Un viaggio in Russia di Carlo Azeglio Ciampi – allora, nel 2000, presidente della Repubblica – fu l’occasione per far nascere un protocollo Ciampi-Ivanov (all’epoca Ministro degli Esteri) che stabiliva nuovi e serrati rapporti culturali tra l’Italia e la Russia. L’accordo fece nascere l’idea di

 

una grande mostra da tenersi a Roma ed a Mosca che coinvolgesse 

ottocento anni di storia tra i due Paesi, a partire dalle prime evangelizzazioni di Cirillo e Metodio, da Bisanzio, nelle terre degli slavi.  

 

Nacquero i primi frammenti lignei dipinti su fondo oro, dove la Trinità era rappresentata dal Padre, dalla Madre e dal Figlio. Non era ancora il tempo in Russia per lo Spirito Santo, il confronto era con i nostri Giotto e Cimabue ed altre influenze bizantine, come il bruciaprofumi della fine del XII secolo, in argento dorato a sbalzo e traforo, proveniente dalla Basilica di San Marco a Venezia, che diventerà uno dei leit motiv della mostra. Poi il Rinascimento in pompa magna, con il raffronto tra il maestro russo Andrej Rublëv ed i nostri grandi, tra gli altri Michelangelo, Leonardo da Vinci, Botticelli, Tiziano Vecellio, Raffaello Sanzio, il Correggio, Antonello da Messina… una cornucopia sontuosa, proseguendo oltre, fino al secolo dei Lumi, all’Ottocento, per arrivare a Malevič:

 

Da Giotto a Malevič e la reciproca meraviglia

 

fu il titolo della mostra. Per me si era aperto un mondo, conosciuto fino ad allora solo attraverso ricerche storiche, culturali e politiche, ma era la prima esperienza diretta nella “Grande Madre” Russia.  
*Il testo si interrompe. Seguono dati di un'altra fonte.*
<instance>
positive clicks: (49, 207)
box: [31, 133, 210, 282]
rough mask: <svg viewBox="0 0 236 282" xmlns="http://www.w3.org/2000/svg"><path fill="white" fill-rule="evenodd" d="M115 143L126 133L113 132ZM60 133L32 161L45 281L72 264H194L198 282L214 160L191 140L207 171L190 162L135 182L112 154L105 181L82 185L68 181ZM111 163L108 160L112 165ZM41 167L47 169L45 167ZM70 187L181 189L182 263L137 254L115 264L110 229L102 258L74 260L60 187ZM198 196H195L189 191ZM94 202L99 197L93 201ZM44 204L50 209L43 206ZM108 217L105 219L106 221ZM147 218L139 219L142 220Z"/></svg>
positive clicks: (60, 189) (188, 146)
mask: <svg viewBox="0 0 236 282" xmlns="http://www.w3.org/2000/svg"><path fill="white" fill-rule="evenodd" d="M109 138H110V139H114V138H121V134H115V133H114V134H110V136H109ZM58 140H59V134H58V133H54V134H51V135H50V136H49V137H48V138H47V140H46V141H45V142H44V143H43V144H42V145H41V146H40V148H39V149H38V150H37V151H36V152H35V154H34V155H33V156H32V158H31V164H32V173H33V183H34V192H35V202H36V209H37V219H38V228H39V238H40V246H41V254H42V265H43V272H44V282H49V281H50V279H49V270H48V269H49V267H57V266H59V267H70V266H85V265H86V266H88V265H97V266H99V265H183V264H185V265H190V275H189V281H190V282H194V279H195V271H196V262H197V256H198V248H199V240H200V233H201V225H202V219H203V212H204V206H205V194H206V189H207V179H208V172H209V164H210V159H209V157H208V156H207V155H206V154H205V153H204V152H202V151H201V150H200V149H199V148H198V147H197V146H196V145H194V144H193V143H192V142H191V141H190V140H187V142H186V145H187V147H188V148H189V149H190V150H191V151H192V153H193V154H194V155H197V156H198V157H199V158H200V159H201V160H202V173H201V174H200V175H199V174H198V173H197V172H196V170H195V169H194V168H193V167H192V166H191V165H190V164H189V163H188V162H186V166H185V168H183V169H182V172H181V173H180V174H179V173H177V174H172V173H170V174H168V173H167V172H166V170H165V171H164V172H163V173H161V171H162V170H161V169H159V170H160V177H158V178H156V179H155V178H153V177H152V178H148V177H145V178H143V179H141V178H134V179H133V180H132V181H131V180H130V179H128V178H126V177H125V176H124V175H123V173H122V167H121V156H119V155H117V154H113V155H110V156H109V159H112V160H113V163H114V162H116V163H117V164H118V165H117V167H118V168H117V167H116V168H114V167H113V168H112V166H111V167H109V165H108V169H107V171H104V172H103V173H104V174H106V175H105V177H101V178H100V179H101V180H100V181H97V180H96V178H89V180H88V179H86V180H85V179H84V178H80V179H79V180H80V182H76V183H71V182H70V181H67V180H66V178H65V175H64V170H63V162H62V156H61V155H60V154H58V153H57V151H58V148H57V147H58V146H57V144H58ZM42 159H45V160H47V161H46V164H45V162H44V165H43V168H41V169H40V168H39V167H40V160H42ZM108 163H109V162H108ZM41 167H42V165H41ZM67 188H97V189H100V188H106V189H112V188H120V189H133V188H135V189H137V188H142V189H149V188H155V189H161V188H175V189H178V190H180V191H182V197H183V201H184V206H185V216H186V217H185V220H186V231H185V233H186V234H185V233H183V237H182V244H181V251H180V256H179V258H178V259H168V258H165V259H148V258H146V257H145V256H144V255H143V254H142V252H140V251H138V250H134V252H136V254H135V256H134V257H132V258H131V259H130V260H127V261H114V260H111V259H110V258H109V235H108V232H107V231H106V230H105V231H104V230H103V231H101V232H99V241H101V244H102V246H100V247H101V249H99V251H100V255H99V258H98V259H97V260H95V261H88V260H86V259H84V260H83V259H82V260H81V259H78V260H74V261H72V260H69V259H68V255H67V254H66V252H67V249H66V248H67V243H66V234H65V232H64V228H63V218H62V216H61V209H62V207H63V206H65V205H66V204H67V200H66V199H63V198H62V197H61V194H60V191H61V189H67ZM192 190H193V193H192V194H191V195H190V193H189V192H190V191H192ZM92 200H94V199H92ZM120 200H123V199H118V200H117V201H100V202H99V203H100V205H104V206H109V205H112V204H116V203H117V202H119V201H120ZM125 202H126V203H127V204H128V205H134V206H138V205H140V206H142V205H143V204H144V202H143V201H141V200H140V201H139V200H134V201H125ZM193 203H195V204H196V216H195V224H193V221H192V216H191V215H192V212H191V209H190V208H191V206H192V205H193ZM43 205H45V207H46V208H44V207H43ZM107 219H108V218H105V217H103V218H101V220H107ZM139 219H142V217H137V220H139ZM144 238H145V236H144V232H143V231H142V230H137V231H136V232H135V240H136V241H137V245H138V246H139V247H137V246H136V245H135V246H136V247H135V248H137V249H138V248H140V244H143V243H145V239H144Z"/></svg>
Quando mi fu affidato l’incarico di allestire la mostra e di partecipare in modo serrato a tutte le fasi di preparazione e di sviluppo di questa grande macchina progettuale, sentii subito un’attrazione profonda.  

 

Fu l’inizio dell’esplorazione di un “continente” come la Russia, setacciandone la storia, scoprendone i rapporti costanti e fruttuosi con le scuole italiane, il trionfo della “Terza Roma” creata da Pietro il Grande, per spostare ad ovest l’area d’influenza ed anche per bilanciare l’eccessiva potenza della nobiltà di allora, che sfruttava nella direzione di Perm’ e degli Urali le immense ricchezze minerarie del sottosuolo. 

San Pietroburgo fu ideata, progettata e decorata soprattutto da architetti italiani; sorse come una “città ideale” che intrecciava il suo percorso con le città luce sparse nel pianeta.   

 

Sotto la direzione di Mario Serio fu portato avanti lo schema finale del progetto. 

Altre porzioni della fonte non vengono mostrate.